I'm sure you can see where I'm headed with all of this: In my 20s, I "wandered" into the evil system that was late 20th century Western society, with its music and alcohol, its rape and theft and addictions and mental illness and toxic, corrupting content in movies, music and television, all ready to enjoy the freedom I thought would be out here. I thought I'd be able to listen to whatever songs I liked, watch whatever TV shows and movies I wanted, and talk to or hang out with whomever I liked, even publicly talking about religion, sex, body-functions or whatever, without someone going sour-faced and telling me they saw certain evidence that I was a bad person, and clearly part of the evil system that is society. Without anyone deciding I was unfit to have respect, a voice, a job, a relationship.
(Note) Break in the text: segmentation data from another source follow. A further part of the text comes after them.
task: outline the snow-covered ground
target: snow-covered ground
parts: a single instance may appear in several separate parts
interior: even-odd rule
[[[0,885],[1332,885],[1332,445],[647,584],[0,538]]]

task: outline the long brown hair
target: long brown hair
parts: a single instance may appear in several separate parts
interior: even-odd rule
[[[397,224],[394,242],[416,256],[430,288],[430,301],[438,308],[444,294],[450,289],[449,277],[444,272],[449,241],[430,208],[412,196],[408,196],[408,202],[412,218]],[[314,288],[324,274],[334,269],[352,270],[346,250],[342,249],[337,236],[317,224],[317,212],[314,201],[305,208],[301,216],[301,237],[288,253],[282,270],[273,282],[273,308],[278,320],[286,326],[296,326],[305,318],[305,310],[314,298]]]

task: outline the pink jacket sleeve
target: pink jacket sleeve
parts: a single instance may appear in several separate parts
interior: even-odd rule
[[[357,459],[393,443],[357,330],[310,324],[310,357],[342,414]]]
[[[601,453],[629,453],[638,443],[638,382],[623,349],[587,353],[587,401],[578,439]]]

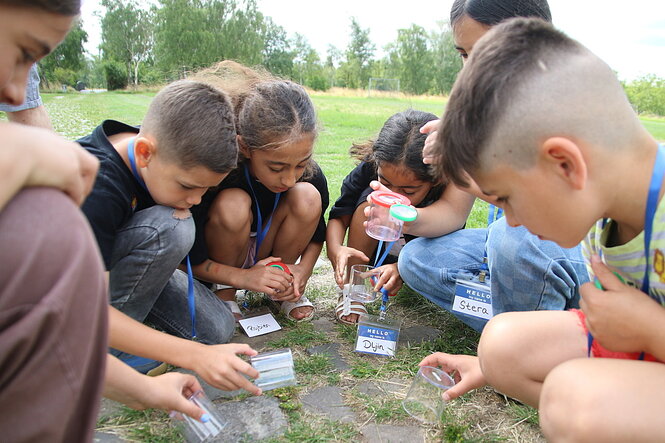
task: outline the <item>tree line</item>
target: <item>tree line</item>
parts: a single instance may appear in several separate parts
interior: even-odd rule
[[[86,56],[87,33],[77,23],[40,64],[47,84],[158,85],[231,59],[314,90],[366,88],[370,78],[389,78],[399,80],[402,92],[445,95],[462,66],[446,22],[434,30],[399,29],[377,57],[369,29],[351,18],[348,46],[330,45],[322,58],[303,35],[288,36],[261,13],[256,0],[159,0],[149,8],[136,0],[101,3],[99,54]],[[665,80],[649,75],[624,86],[639,112],[665,115]]]

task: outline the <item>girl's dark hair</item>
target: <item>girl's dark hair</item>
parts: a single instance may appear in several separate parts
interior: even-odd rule
[[[464,15],[487,26],[513,17],[535,17],[552,22],[547,0],[455,0],[450,9],[450,24],[455,26]]]
[[[0,0],[1,5],[37,8],[54,14],[74,16],[81,13],[81,0]]]
[[[305,135],[317,135],[314,104],[297,83],[230,60],[197,73],[195,78],[229,94],[236,130],[250,150],[277,148]],[[309,162],[303,177],[308,177],[312,168],[313,162]]]
[[[427,134],[420,133],[425,123],[437,118],[434,114],[415,109],[399,112],[386,120],[375,141],[354,144],[349,152],[351,156],[373,163],[377,168],[382,163],[403,165],[418,180],[437,183],[439,180],[432,168],[423,163],[423,146]]]

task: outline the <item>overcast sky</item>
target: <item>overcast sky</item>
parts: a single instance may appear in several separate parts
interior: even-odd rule
[[[150,0],[142,0],[144,3]],[[554,24],[579,40],[619,73],[622,80],[644,74],[665,78],[664,0],[550,0]],[[345,49],[351,17],[370,29],[376,55],[397,38],[397,30],[417,24],[427,30],[450,13],[452,0],[258,0],[264,15],[273,18],[289,34],[304,35],[325,57],[328,45]],[[83,0],[83,23],[88,32],[86,48],[97,53],[98,0]]]

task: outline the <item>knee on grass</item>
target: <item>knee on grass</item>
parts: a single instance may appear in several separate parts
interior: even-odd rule
[[[548,441],[604,440],[601,436],[606,435],[608,424],[602,404],[607,397],[580,377],[585,372],[582,367],[585,363],[582,359],[562,363],[547,375],[543,383],[539,415],[541,429]]]
[[[311,183],[296,183],[288,191],[289,213],[298,220],[316,221],[321,216],[321,194]]]

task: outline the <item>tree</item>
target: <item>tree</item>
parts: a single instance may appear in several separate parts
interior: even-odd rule
[[[263,66],[275,75],[290,78],[293,75],[293,52],[286,31],[265,17],[263,29]]]
[[[453,33],[447,22],[439,22],[438,31],[430,34],[434,93],[448,94],[462,69],[462,59],[455,49]]]
[[[79,71],[85,68],[83,44],[87,41],[88,33],[78,20],[60,46],[39,63],[41,76],[49,82],[74,86]]]
[[[389,48],[390,64],[398,73],[401,88],[413,94],[429,91],[432,80],[432,54],[425,29],[411,25],[397,31],[397,40]]]
[[[369,29],[362,29],[356,19],[351,18],[351,42],[346,49],[346,62],[341,66],[347,87],[362,88],[367,84],[375,49],[369,39]]]
[[[102,52],[127,68],[127,81],[138,84],[139,67],[151,56],[153,17],[134,0],[102,0]]]

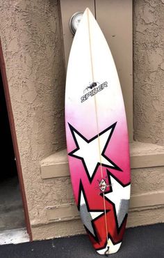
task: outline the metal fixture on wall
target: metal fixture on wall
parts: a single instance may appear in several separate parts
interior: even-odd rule
[[[60,3],[66,68],[74,37],[69,29],[70,19],[73,20],[76,13],[83,13],[87,7],[93,15],[96,14],[117,67],[125,103],[129,141],[133,142],[133,1],[60,0]],[[75,21],[79,20],[76,17]]]
[[[78,26],[80,23],[80,21],[82,18],[83,13],[82,12],[77,12],[75,13],[71,17],[69,20],[69,29],[71,30],[71,32],[73,35],[75,34],[76,29],[78,28]]]

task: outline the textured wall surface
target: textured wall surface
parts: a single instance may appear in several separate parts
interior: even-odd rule
[[[44,207],[64,198],[58,181],[43,182],[40,171],[41,159],[65,146],[59,14],[56,0],[1,1],[1,39],[33,224],[46,222]]]
[[[134,1],[135,139],[164,144],[164,1]]]
[[[73,202],[69,178],[40,176],[40,160],[65,148],[58,1],[0,3],[1,40],[33,239],[82,233],[79,220],[50,223],[47,215],[47,207]],[[135,138],[163,144],[164,1],[134,1],[133,19]],[[133,172],[132,194],[160,191],[163,172]],[[133,211],[128,225],[161,222],[163,208],[158,211]]]

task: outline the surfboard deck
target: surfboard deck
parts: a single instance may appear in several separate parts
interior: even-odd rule
[[[72,184],[82,222],[99,254],[116,252],[130,198],[127,124],[112,54],[88,8],[69,58],[65,128]]]

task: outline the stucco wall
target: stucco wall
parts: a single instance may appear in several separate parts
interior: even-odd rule
[[[40,167],[44,157],[65,146],[59,14],[56,0],[1,1],[1,39],[33,224],[46,222],[43,208],[60,192],[58,181],[43,182]]]
[[[136,0],[133,13],[135,139],[164,144],[164,1]]]
[[[134,1],[135,139],[161,144],[163,11],[162,1]],[[83,232],[80,221],[49,223],[47,219],[47,207],[73,201],[69,178],[43,180],[40,176],[40,160],[65,147],[59,14],[56,0],[1,1],[1,39],[33,239]],[[161,167],[133,172],[132,193],[162,189],[163,171]],[[158,187],[156,180],[161,182]],[[163,213],[157,209],[153,219],[149,211],[140,213],[130,214],[133,225],[140,218],[142,224],[162,221]]]

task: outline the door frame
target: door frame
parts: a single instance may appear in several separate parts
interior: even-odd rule
[[[1,46],[1,38],[0,38],[0,72],[1,73],[1,76],[2,76],[2,82],[3,82],[3,89],[4,89],[4,93],[5,93],[5,98],[6,98],[6,102],[7,110],[8,110],[8,116],[10,128],[10,131],[11,131],[14,153],[15,153],[15,155],[16,158],[17,170],[18,179],[19,179],[19,182],[23,208],[24,208],[24,211],[25,224],[26,226],[27,233],[29,235],[30,241],[32,241],[32,233],[31,233],[31,224],[30,224],[30,220],[29,220],[29,215],[28,215],[28,211],[27,201],[26,201],[26,192],[25,192],[25,189],[24,189],[22,170],[21,162],[20,162],[20,156],[19,156],[19,149],[18,149],[18,145],[17,145],[17,135],[16,135],[16,131],[15,131],[14,117],[13,117],[13,113],[12,110],[12,105],[11,105],[11,101],[10,101],[10,92],[9,92],[6,72],[6,66],[5,66],[4,57],[3,54],[3,50],[2,50],[2,46]]]

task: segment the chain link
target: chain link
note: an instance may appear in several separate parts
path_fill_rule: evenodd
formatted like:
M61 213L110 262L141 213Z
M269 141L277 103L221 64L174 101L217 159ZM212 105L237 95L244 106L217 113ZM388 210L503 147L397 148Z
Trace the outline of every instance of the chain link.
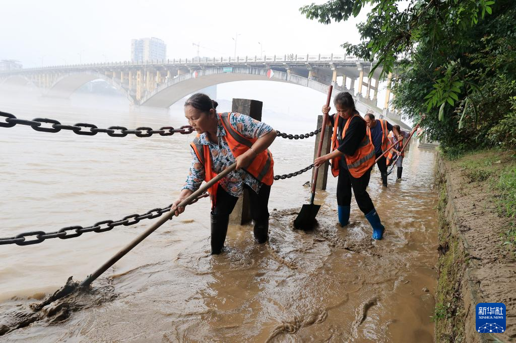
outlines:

Well, I'm not sure I need to write the rest of this. I think you know how the world outside my prim, censorious, stiff, culty little church looks to me, now that I'm out here.

I'll just say that noted atheist and wit Stephen Fry's main complaint about the language policing of modern society is that it is sanctimonious, anti-humour and dryly pious. Takes itself terribly seriously and punishes anyone who laughs at it or anything it has decided is sacred.  Well, I'm seeing neo-Victorianism all around, with things like gender and sexual orientation replacing the old issues of sexuality as Things Best Not To Talk About and Certainly Far Too Important To Use Humour To Explore Our Feelings About.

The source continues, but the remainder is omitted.